While the Q1 growth figure was marginally above some analysts estimate of 2.88 per cent, it fell short of Bloomberg’s median consensus of 3.49 per cent. This performance highlights the resilience of Nigeria’s economy, underpinned by sectoral gains despite external and domestic pressures.
The oil sector continued to contribute positively to the GDP, growing by 5.70 per cent in Q1 2024, a deceleration from the 12.11 per cent y/y growth in Q4 2023. The sector’s contribution to the total GDP increased to 6.38 per cent, up from 4.70 per cent in the previous quarter. This growth was supported by a slight increase in average crude oil production, which rose to 1.54 million barrels per day (mb/d) from 1.53 mb/d in both Q4 2023 and Q1 2023.
Efforts by the Nigerian government to curb oil theft and vandalism have played a role in stabilizing production levels.
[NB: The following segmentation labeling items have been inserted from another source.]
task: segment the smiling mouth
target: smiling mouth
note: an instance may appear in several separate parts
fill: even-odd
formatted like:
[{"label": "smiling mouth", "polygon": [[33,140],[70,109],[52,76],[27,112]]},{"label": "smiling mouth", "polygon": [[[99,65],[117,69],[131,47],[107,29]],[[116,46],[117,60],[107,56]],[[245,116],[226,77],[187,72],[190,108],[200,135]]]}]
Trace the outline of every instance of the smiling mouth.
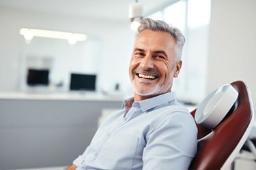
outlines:
[{"label": "smiling mouth", "polygon": [[136,73],[136,75],[137,75],[139,78],[145,78],[148,80],[155,80],[158,78],[158,76],[152,75],[145,75],[142,73]]}]

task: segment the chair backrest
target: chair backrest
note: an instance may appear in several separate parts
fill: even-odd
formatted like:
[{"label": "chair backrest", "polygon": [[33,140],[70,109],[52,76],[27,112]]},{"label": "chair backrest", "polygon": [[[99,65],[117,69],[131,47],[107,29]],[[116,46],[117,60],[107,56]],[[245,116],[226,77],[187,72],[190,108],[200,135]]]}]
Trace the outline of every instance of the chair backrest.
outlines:
[{"label": "chair backrest", "polygon": [[[254,113],[249,90],[242,81],[231,84],[238,92],[238,97],[223,120],[212,131],[197,124],[197,139],[210,134],[198,142],[190,170],[226,169],[250,133]],[[195,111],[191,112],[193,116]]]}]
However, the sector’s slower growth rate compared to the previous quarter underscores ongoing challenges in achieving more substantial and consistent gains.
The non-oil sector, which makes up the bulk of Nigeria’s GDP, grew by 2.80 per cent in Q1 2024, down from 3.07 per cent in Q4 2023. Despite this slowdown, the non-oil sector remains a critical driver of the economy, contributing 93.62 per cent to the total GDP.
Within the non-oil sector, the Services sector was particularly strong, growing by 4.32 per cent and contributing 58.04 per cent to the overall GDP. The Finance and Insurance sub-sector stood out, with a remarkable growth of 31.24 per cent, driven by the robust performance of financial institutions and ongoing investments in fintech and technology-driven services.
Agriculture, a vital component of the Nigerian economy, saw a minimal growth of 0.18 per cent, significantly down from the 2.10 per cent growth in Q4 2023. This sector contributed 21.07 per cent to the GDP. The subdued growth in agriculture reflects ongoing challenges such as insecurity, which continues to affect farming activities.
The industrial sector also experienced a slowdown, growing by 2.19 per cent in Q1 2024 compared to 3.86 per cent in the previous quarter. This sector’s contribution to GDP was 20.89 per cent. The modest growth in manufacturing and construction highlights the need for enhanced investment and policy support to boost industrial activities.
Looking ahead, analysts at Afrinvest West Africa remain cautiously optimistic, projecting a GDP growth of 3.0 per cent for the full year 2024. They highlight the ongoing reforms, security concerns, and exchange rate volatility as key factors that will shape Nigeria’s economic performance.
Analysts at Cowry Assets Management forecasts a 3.25 per cent real GDP growth in 2024, expecting accelerated growth in the oil sector due to a recovery in crude oil production, while also anticipating the normalisation of new government reforms and policies to drive growth in the non-oil sector, particularly, the Services sector.
“In our view, Nigeria’s economic growth remain robust with positive upsides despite several headwinds which comes on the back of insecurity challenges, high inflation rate and sluggish pace of economic activities. Nigeria’s economic growth has been forecast to remain subdued in the near term as current performance paints a nuance that the actual performance will depend on a complex of domestic and global economic factors. The intricacies of this outlook are shaped by a complex interplay of domestic and global economic factors.
“Pertinently, aggressive rate hikes by the central bank in response to escalating inflation, concurrently with fluctuating but upward-trending employment figures, dwindling daily crude oil production, and escalating debt levels, collectively contribute to Nigeria’s economic challenges.
“Additionally, the normalisation and permeation of new government reforms and policies are expected to propel growth in the non-oil sector, particularly supported by the Services sector. Overall, Cowry Research projects a 3.25 per cent year-on-year real GDP growth in 2024,” they pointed out.
Similarly, Cardinal Stone analysts project a 3.3 per cent growth for Q2 2024, driven by a low base effect and expected double-digit growth in the oil sector. They also foresee continued expansion in the non-oil sector, aided by technological
advancements and increased demand for digital services.
To analysts at Cordros Research, barring any significant shock the oil sector is expected to remain positive in Q2-24 partly due to the favourable base effects from the corresponding period of last year where oil production averaged 1.41mb/d.
“However, we expect the non-oil sector’s growth to settle lower than in Q1-24, in line with the near-term challenges arising from the renewed currency pressures, tight financial conditions, and elevated price pressures. That said, we project the economy will grow by 3.69 per cent in Q2-24,” they emphasised.